Remediler çok hassas ve doğallar. Bir yıl boyunca, kahve ve içki içmem yasak. Bir de nane yiyemiyorum ve içinde mentol olan hiçbir şey kullanamıyorum çünkü bu üç şey Remedi’nin etkisini azaltıyor ya da öldürüyor. Aşağıdaki bilgileri Türkiye’deki Homeopati Derneği’nin sitesinden aldım.


“Grekçe’de “homeos” -“benzer”, “pathos”- “hastalık” demektir. Homeopati, “benzeri benzer ile tedavi etme” (similia similibus currentur) prensibine dayanır. Hastalık belirtileri aslında, hastalık ile savaşan vücutta meydana gelen değişikliklerdir. Klasik tıp bu belirtileri ortadan kaldırmaya çalışır; öksürüğü keser, ateşi düşürür, ağrıyı dindirir.. Homeopati ise belirtileri olduğu gibi ele alır, vücudun savunma sistemine dair işaretler olarak görür, bastırmaya çalışmaz ve hastalığın başka bir düzlemde olduğunu savunur. Örneğin, yüksek tansiyon hastaları hayatları boyunca tansiyonlarını dengede tutacak ilaçlar kullansalar bile, genellikle kalp enfarktüsü, beyin kanaması gibi komplikasyonlar neticesinde hayatlarını yitirmektedirler. Bu ve benzeri durumlar, belirtileri ortadan kaldırmanın hastalığı iyileştirmediğini, hatta başka düzlemlerde daha fazla komplikasyona yol açabildiğini göstermektedir.”


Kişiye özel ve bütüncül bir tedavi şeklidir



Herkesin DNA sarmalı kendine özgüdür ve bu sarmal o kişinin fiziksel ve psişik özelliklerini belirler. Homeopatide her hasta için tamamıyla doğal maddelerden (bitkiler, mineraller, organik ürünler, doku ekstreleri..) tek bir karışım (remedi) hazırlanır. Homeopatik remediler sağlıklı kişilerde hastalığa özgü belirtiler oluştururken, hastalarda iyileşme aracı olur. Her remedi, bireye özgü belirtiler bütününe etki eder, çünkü her insanın vücudu ve hastalığı kendisine özgü belirtiler gösterir. Remediler maddelerin enerji verici özelliklerinden faydalanarak vücuttaki uyum ve dengeyi tekrar sağlar, savunma ve iyileşme sistemlerini güçlendirir; bir başka deyişle kişinin “yaşama gücünü” harekete geçirir. Remediler hastanın kendi gücüyle çalıştığı için yan etkisizdir; bebeklerde, hamilelerde ve yaşlılarda güvenle kullanılabilir.

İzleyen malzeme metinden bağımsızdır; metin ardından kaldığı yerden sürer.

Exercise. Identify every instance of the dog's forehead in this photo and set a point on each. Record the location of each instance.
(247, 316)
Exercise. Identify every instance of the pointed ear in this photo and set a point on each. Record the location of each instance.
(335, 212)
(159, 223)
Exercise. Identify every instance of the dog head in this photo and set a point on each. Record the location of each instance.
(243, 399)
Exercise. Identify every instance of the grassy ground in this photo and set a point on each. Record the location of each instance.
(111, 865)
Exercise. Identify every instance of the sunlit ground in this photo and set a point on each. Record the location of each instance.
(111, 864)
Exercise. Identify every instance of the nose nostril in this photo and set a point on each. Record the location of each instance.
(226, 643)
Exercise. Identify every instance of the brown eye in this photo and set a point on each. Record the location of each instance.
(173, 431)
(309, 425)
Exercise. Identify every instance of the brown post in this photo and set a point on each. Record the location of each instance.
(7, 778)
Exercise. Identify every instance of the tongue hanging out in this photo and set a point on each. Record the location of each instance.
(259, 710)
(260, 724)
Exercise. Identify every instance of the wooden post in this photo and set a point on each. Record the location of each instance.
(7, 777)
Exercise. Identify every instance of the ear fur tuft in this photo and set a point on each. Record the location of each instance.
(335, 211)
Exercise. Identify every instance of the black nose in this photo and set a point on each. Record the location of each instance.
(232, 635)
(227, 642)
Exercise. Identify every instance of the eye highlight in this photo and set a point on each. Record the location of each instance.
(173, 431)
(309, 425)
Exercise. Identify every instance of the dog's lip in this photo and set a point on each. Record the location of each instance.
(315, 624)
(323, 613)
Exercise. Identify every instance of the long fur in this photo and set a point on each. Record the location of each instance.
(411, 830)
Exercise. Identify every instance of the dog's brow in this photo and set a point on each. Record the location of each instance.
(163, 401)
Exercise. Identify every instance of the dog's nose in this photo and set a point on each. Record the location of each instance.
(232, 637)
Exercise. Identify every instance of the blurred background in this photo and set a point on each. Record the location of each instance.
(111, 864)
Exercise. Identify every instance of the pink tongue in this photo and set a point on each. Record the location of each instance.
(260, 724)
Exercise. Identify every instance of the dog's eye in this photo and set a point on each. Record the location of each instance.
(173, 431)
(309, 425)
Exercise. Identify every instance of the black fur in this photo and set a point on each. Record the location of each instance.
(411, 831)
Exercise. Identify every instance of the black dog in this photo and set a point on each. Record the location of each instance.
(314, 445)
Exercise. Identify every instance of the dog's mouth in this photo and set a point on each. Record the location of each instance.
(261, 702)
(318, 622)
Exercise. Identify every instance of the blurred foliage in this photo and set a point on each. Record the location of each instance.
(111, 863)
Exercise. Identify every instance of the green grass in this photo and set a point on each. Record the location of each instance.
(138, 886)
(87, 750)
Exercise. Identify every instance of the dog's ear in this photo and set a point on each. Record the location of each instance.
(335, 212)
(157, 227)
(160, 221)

Doğal hastalık – doğal iyileşme



Homeopatide kullanılan arnica, veratrum, lycopodium gibi bazı bitkiler Fitoterapi’de; belladona, kinin gibi bazı ilaç hammaddeleri klasik tıpta kullanılır. Homeopatik ilaçlar bu maddelerin enerjilerini açığa çıkaran “potansiyalizasyon” yöntemiyle hazırlanır. Bu ilaçlar ileri derecede sulandırılır ve mekanik enerjiye tabi tutulur.

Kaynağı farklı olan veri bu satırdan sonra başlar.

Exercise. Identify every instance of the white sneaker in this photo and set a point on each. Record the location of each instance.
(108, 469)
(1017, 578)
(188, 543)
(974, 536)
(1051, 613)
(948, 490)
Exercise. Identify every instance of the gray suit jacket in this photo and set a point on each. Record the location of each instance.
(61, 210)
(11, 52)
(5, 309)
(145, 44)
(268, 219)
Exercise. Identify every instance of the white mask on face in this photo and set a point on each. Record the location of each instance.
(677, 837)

Homeopatik ilaçların iyileştirme süreci, hastalıkların kendiliğinden iyileşme sürecine benzer. Önce kişide hastalığın bütün belirtileri görülür. Örneğin bir kişiye astım ve sedef hastalığı için “sülfür” remedisi verildiğinde astımı artmasa bile tıbbi ilaçlar ile baskılanmış sedef hastalığı alevlenecektir. Sonrasında zamanla hastanın hem astımı hem sedefi iyileşecek, yeterli dozda remedi alınmışsa hasta ömrü boyunca aynı şekilde hastalanmayacaktır. Homeopatideki kalıcı etki genellikle tek doz ilaç kullanımıyla sağlanır. Homeopatiden her türlü fiziksel rahatsızlıkta, ciddi kronik hastalıklarda, ruhsal bozukluklarda faydalanılabilir.